True, we are now operating in a knowledge economy. That is, an economy where the central source of value is knowledge: a world where the one who has the most knowledge and produces the most number of innovations will be the winner of the day. However, I find it naïve to think that a country such as the Philippines should adopt a strong R&D position as its main strategy. An effective R&D strategy requires a lot of resources to be successful. Aside from that, R&D is but a small part in the whole process of innovation. Does the Philippines have the necessary resources to fund such a costly strategy? I don’t have any data on that, but I would be surprised if it did.
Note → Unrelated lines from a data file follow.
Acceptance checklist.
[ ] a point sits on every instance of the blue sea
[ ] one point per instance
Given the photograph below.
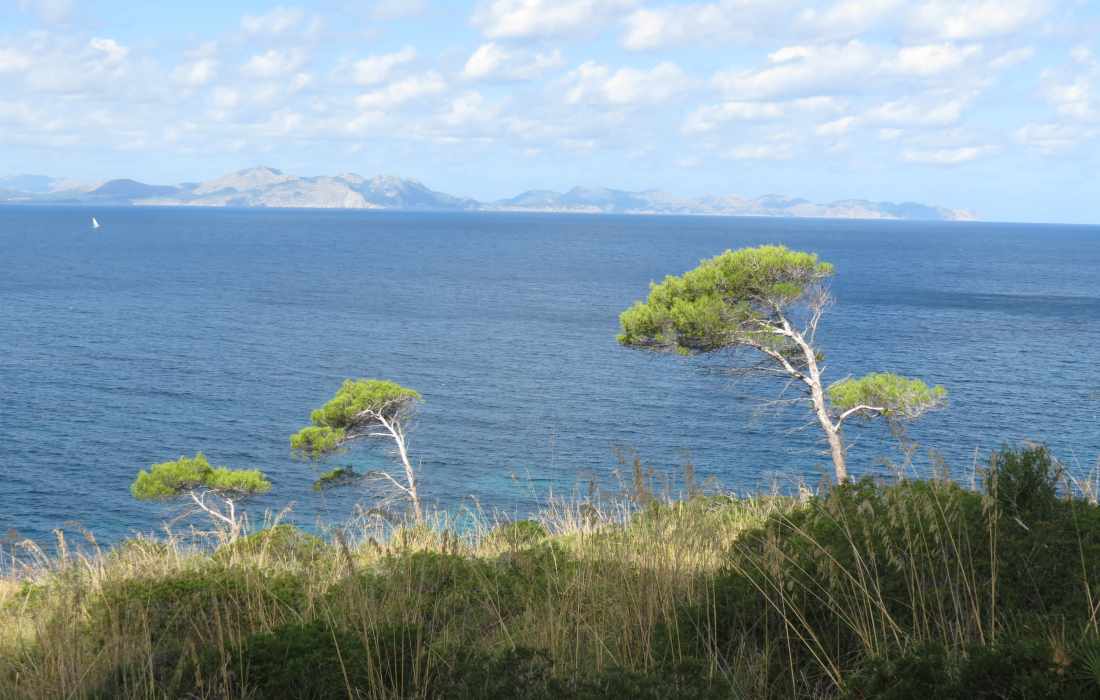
(169, 331)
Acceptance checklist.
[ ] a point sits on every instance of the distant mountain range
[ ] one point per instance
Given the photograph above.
(268, 187)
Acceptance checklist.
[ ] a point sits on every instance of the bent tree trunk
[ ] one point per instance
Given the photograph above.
(817, 398)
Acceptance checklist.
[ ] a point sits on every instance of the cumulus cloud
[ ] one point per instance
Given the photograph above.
(397, 9)
(594, 83)
(197, 73)
(517, 19)
(916, 111)
(493, 62)
(112, 52)
(835, 128)
(976, 19)
(50, 11)
(402, 91)
(706, 119)
(946, 156)
(13, 61)
(853, 66)
(931, 59)
(781, 151)
(1054, 138)
(1012, 57)
(281, 21)
(657, 28)
(848, 18)
(274, 63)
(374, 69)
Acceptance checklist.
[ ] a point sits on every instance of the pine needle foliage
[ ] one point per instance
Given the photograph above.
(172, 479)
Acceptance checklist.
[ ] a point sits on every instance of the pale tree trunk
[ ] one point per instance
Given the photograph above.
(397, 433)
(813, 380)
(229, 518)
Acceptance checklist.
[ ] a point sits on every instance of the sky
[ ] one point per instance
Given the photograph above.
(991, 106)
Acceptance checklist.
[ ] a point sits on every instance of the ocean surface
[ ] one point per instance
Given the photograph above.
(169, 331)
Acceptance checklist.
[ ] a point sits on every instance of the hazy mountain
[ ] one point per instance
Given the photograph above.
(270, 187)
(125, 190)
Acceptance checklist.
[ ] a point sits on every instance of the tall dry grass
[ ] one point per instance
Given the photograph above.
(760, 597)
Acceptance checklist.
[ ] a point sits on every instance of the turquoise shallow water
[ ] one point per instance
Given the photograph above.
(175, 330)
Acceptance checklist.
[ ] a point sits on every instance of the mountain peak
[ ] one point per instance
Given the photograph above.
(265, 186)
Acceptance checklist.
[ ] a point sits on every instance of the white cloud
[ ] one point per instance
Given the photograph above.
(374, 69)
(197, 73)
(916, 111)
(402, 91)
(112, 52)
(810, 69)
(855, 66)
(516, 19)
(1074, 99)
(1012, 57)
(706, 119)
(279, 21)
(13, 61)
(397, 9)
(976, 19)
(835, 128)
(946, 156)
(274, 63)
(1054, 138)
(848, 18)
(597, 84)
(50, 11)
(933, 58)
(492, 61)
(656, 28)
(761, 152)
(470, 109)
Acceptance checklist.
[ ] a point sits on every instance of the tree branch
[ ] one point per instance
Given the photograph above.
(860, 408)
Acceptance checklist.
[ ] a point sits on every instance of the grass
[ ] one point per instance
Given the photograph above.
(867, 590)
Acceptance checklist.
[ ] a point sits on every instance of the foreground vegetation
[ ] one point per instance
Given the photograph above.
(868, 590)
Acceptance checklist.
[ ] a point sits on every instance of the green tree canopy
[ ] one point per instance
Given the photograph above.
(169, 480)
(358, 406)
(363, 408)
(727, 301)
(770, 298)
(889, 395)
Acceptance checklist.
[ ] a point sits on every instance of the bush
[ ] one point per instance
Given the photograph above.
(282, 543)
(517, 534)
(189, 606)
(318, 662)
(1012, 669)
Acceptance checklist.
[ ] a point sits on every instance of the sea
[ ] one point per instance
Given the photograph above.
(175, 330)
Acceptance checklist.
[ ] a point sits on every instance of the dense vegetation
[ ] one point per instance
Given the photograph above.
(866, 590)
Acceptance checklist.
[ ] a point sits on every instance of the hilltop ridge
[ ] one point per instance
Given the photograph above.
(264, 186)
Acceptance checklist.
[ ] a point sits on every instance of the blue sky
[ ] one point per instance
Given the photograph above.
(985, 105)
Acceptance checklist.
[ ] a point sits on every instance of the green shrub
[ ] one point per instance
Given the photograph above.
(1012, 669)
(282, 543)
(1024, 482)
(517, 534)
(318, 662)
(190, 605)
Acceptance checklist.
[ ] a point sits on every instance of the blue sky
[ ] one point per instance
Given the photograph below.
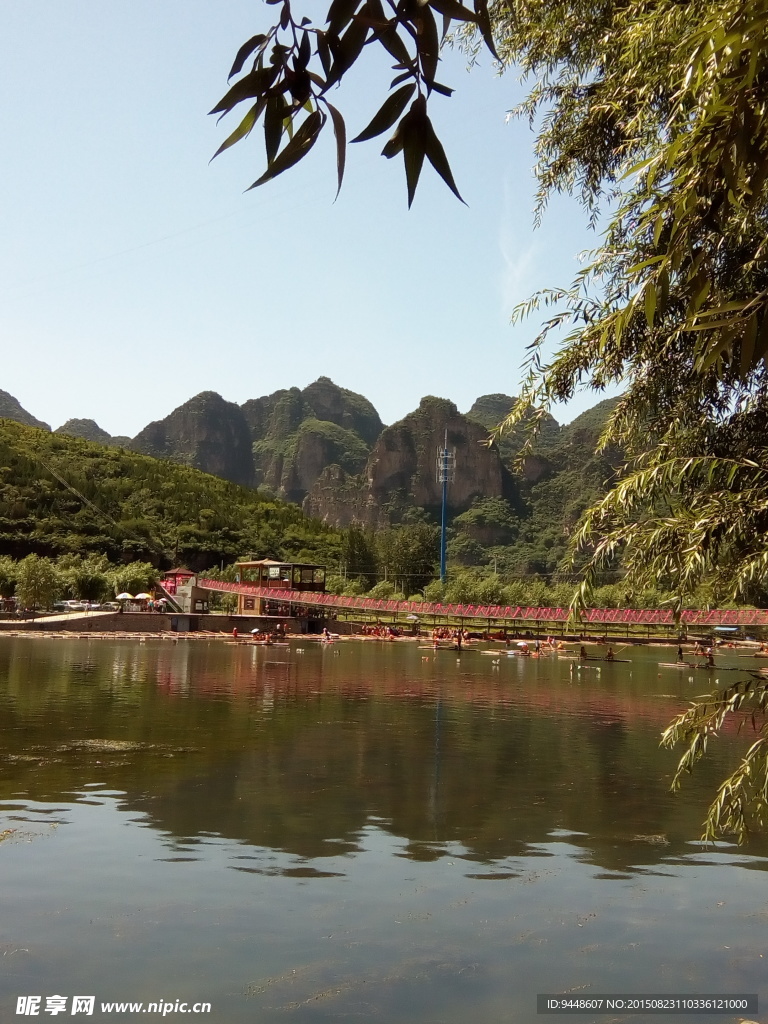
(134, 274)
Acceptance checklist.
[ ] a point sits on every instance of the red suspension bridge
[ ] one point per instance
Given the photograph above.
(370, 605)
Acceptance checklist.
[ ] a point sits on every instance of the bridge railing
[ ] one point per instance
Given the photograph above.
(630, 616)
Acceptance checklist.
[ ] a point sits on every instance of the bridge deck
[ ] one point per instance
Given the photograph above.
(369, 605)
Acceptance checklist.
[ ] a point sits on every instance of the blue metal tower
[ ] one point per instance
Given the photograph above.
(445, 473)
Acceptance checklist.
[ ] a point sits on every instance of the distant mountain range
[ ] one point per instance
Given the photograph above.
(326, 448)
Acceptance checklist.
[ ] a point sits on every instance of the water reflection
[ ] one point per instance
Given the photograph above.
(297, 752)
(361, 834)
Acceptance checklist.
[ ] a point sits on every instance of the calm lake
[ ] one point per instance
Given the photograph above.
(359, 832)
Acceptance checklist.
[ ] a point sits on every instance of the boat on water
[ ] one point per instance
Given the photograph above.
(700, 668)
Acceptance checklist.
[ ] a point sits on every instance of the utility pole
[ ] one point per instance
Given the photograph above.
(445, 473)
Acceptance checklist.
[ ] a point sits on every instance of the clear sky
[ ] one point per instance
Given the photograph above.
(134, 274)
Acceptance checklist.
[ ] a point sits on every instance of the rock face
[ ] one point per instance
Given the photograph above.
(299, 433)
(11, 410)
(206, 432)
(401, 470)
(89, 430)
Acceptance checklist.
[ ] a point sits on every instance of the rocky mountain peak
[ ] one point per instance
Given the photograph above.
(206, 432)
(11, 409)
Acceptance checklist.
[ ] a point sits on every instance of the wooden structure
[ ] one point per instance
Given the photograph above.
(266, 573)
(174, 579)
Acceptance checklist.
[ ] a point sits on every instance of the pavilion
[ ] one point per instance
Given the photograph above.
(276, 576)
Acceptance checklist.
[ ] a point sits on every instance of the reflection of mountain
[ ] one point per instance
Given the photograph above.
(298, 753)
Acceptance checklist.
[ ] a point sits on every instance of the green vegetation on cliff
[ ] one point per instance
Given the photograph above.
(60, 495)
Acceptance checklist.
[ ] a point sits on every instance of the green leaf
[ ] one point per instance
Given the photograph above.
(748, 344)
(340, 14)
(436, 156)
(650, 303)
(388, 113)
(483, 24)
(453, 9)
(413, 155)
(298, 147)
(347, 50)
(341, 143)
(273, 125)
(428, 44)
(244, 128)
(253, 85)
(394, 144)
(245, 51)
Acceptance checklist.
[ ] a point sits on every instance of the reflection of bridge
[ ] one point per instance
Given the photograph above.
(508, 613)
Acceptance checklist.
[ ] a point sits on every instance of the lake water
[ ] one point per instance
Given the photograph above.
(359, 832)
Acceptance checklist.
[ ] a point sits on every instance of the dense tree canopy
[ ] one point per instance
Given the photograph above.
(654, 114)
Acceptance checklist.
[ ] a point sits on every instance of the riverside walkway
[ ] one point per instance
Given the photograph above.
(508, 613)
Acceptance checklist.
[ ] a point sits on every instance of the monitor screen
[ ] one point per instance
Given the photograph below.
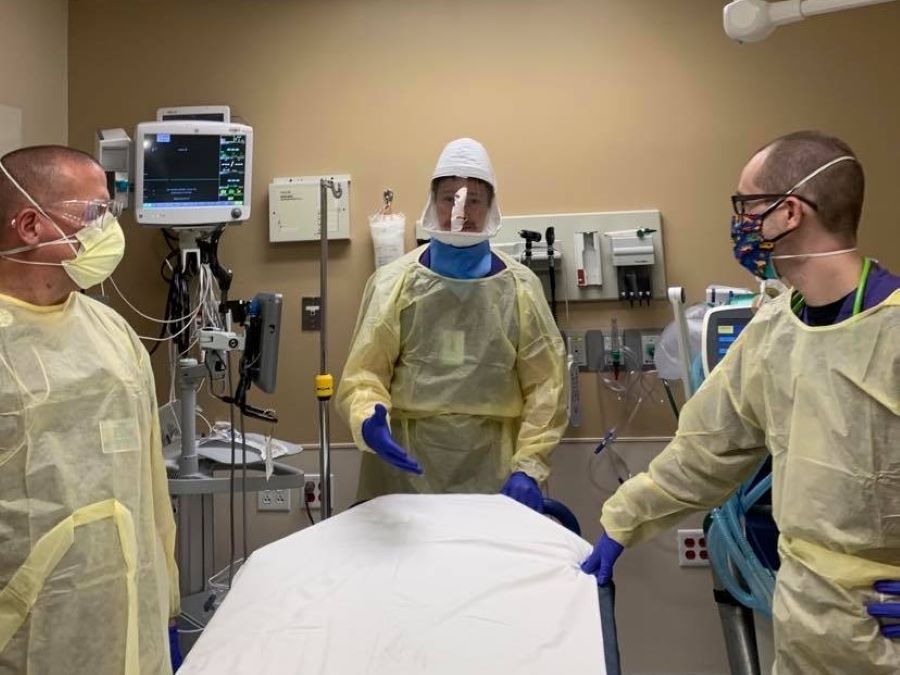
(721, 328)
(192, 173)
(726, 333)
(191, 170)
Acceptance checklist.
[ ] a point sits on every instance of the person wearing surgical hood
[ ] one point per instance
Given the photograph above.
(813, 381)
(88, 582)
(455, 381)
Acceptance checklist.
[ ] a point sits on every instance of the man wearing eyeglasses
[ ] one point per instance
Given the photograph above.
(87, 572)
(814, 380)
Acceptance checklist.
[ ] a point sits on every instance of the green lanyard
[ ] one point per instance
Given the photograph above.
(799, 303)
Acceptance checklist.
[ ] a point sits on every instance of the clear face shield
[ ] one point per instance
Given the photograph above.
(461, 211)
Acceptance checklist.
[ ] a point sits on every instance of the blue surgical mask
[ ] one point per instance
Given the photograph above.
(752, 250)
(470, 262)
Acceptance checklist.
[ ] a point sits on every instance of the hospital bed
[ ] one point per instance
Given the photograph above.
(424, 584)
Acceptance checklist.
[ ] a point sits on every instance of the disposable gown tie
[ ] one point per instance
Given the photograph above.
(87, 572)
(472, 372)
(825, 401)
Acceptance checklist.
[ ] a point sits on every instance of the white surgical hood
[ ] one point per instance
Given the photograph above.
(465, 158)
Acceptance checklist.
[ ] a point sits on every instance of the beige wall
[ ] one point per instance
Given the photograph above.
(585, 105)
(33, 67)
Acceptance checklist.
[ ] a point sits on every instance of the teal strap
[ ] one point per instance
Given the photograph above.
(798, 303)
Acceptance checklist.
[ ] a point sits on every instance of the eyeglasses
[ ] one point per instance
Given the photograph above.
(87, 212)
(739, 201)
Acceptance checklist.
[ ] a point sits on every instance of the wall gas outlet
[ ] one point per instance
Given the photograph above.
(273, 500)
(575, 342)
(312, 491)
(692, 548)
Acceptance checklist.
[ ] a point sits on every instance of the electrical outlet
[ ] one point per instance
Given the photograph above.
(692, 548)
(273, 500)
(312, 491)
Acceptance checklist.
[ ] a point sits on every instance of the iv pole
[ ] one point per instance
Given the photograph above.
(324, 380)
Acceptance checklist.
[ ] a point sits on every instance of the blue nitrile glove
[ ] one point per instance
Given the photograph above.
(174, 647)
(601, 560)
(887, 610)
(377, 435)
(525, 490)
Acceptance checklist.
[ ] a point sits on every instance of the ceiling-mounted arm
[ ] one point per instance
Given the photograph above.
(754, 20)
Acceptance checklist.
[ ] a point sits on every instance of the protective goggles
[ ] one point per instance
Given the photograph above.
(82, 213)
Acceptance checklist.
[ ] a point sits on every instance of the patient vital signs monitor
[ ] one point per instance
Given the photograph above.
(192, 173)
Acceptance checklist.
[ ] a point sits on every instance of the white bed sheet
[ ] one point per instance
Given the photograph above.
(412, 584)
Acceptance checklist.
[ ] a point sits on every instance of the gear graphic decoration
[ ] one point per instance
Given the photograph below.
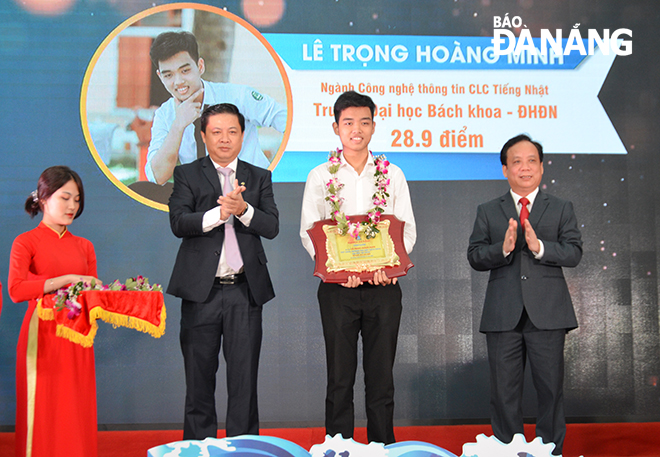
(489, 446)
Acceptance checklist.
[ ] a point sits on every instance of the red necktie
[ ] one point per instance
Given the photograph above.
(524, 212)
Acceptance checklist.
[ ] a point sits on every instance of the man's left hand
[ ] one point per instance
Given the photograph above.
(233, 202)
(530, 237)
(380, 278)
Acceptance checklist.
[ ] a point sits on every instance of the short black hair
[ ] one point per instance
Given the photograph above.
(168, 44)
(516, 140)
(222, 108)
(50, 181)
(352, 99)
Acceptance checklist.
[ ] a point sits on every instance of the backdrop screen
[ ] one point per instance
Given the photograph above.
(82, 92)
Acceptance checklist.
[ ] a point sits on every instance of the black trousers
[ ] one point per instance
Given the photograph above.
(374, 312)
(507, 356)
(229, 312)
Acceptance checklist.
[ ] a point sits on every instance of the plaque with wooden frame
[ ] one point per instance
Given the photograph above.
(339, 256)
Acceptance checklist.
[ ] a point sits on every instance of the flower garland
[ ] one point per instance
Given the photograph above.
(67, 297)
(381, 181)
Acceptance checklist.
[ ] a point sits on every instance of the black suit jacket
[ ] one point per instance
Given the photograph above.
(196, 190)
(519, 279)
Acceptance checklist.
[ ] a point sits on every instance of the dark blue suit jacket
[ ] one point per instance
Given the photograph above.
(519, 279)
(196, 190)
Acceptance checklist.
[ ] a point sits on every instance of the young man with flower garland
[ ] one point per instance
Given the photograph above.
(354, 182)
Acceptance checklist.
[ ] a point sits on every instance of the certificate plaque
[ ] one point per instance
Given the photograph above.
(339, 256)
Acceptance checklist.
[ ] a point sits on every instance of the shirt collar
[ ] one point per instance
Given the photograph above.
(232, 165)
(531, 196)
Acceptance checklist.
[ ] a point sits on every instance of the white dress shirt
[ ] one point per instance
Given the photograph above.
(212, 218)
(531, 197)
(357, 193)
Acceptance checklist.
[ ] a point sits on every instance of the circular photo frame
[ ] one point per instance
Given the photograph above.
(128, 105)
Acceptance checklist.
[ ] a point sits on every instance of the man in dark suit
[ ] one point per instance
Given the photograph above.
(524, 238)
(220, 273)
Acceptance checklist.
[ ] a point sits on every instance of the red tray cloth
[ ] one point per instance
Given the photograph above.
(140, 310)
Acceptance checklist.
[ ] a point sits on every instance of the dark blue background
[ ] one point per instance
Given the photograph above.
(613, 359)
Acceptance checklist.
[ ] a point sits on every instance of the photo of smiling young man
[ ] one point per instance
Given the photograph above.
(174, 135)
(525, 238)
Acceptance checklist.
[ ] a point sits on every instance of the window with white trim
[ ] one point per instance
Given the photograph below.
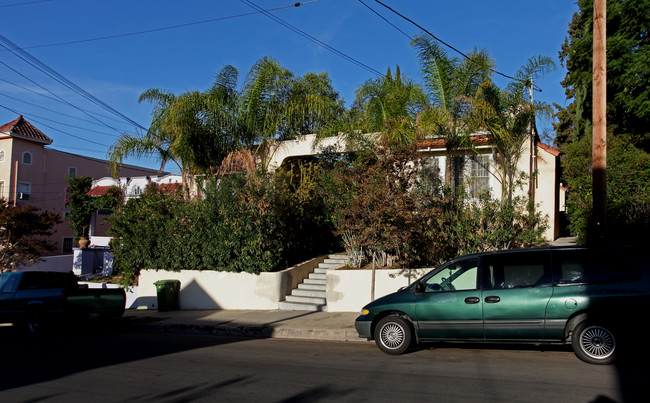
(23, 191)
(66, 245)
(27, 158)
(479, 177)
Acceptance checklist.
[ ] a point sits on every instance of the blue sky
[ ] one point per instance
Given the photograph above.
(201, 37)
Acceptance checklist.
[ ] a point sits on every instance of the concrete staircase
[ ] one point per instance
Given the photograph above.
(311, 294)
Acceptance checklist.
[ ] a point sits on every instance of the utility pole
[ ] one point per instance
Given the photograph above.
(599, 118)
(532, 181)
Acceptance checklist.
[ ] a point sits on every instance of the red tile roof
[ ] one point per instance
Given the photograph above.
(22, 128)
(170, 187)
(433, 143)
(548, 149)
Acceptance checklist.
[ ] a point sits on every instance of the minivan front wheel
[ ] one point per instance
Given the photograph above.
(393, 335)
(594, 343)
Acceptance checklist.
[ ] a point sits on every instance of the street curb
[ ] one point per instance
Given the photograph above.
(252, 331)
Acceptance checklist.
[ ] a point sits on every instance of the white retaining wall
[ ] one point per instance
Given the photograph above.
(224, 290)
(348, 290)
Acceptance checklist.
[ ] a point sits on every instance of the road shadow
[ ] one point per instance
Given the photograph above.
(63, 351)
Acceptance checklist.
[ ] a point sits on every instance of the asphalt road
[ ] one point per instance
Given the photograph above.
(102, 365)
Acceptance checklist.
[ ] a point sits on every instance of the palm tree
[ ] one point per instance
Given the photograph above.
(509, 117)
(448, 82)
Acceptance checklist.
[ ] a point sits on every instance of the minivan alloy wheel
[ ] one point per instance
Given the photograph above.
(594, 343)
(598, 342)
(393, 334)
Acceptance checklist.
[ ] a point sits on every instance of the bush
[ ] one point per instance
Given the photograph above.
(628, 190)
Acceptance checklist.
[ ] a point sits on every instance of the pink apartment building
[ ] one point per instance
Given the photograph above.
(31, 173)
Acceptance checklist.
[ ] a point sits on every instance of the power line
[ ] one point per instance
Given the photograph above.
(28, 58)
(51, 110)
(55, 129)
(438, 39)
(26, 3)
(311, 38)
(152, 30)
(57, 100)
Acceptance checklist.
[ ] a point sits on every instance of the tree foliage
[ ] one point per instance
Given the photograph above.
(628, 71)
(23, 232)
(628, 120)
(198, 129)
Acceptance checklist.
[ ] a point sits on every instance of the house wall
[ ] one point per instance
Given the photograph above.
(47, 176)
(224, 290)
(348, 290)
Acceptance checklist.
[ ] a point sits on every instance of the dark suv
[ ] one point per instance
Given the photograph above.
(590, 297)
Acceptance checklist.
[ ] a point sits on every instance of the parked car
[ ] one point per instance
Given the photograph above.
(34, 299)
(591, 298)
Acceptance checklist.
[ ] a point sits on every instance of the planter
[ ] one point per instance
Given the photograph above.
(84, 242)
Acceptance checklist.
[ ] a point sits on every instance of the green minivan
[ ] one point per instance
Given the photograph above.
(590, 297)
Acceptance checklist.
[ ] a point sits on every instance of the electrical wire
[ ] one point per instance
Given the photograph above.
(441, 41)
(26, 3)
(55, 129)
(148, 31)
(28, 58)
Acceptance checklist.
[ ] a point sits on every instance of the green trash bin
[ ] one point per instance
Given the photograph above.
(167, 293)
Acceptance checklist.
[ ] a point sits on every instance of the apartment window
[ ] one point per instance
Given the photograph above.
(24, 191)
(479, 179)
(66, 245)
(471, 174)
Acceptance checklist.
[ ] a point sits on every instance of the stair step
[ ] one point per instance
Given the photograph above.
(311, 287)
(309, 293)
(328, 265)
(294, 306)
(305, 300)
(318, 276)
(315, 281)
(336, 261)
Don’t get me wrong. I’m not saying the Philippines should just give up in the race to get ahead. Certainly not! While I’ve been constantly disappointed by my country, I’ve not yet lost my sense of patriotism. All I am saying is that we should realise that knowledge generation is not monopolised by R&D. Knowledge is richer, more relevant, and perhaps even significantly cheaper when it is obtained from business relationships, be it relationships with suppliers, customers, and even competitors. In the Global CEO study conducted by IBM in 2006, they found that a great majority of the organisations they surveyed considered business relationships as the most important source of innovation than internal R&D.
That probably shouldn’t be taken to mean that R&D is irrelevant nowadays. More likely, it should be interpreted to mean that while R&D is still relevant especially in providing new technological advantages to organisations, business relationships are better at providing incremental innovations that it can profit from at a sooner time and with less resources. In short, before the Philippines thinks about using the big guns (i.e. R&D) of the knowledge economy, we should probably think about increasing our capabilities/capacities first.
Using the basics (i.e. strong, healthy business relationships) can help us do that.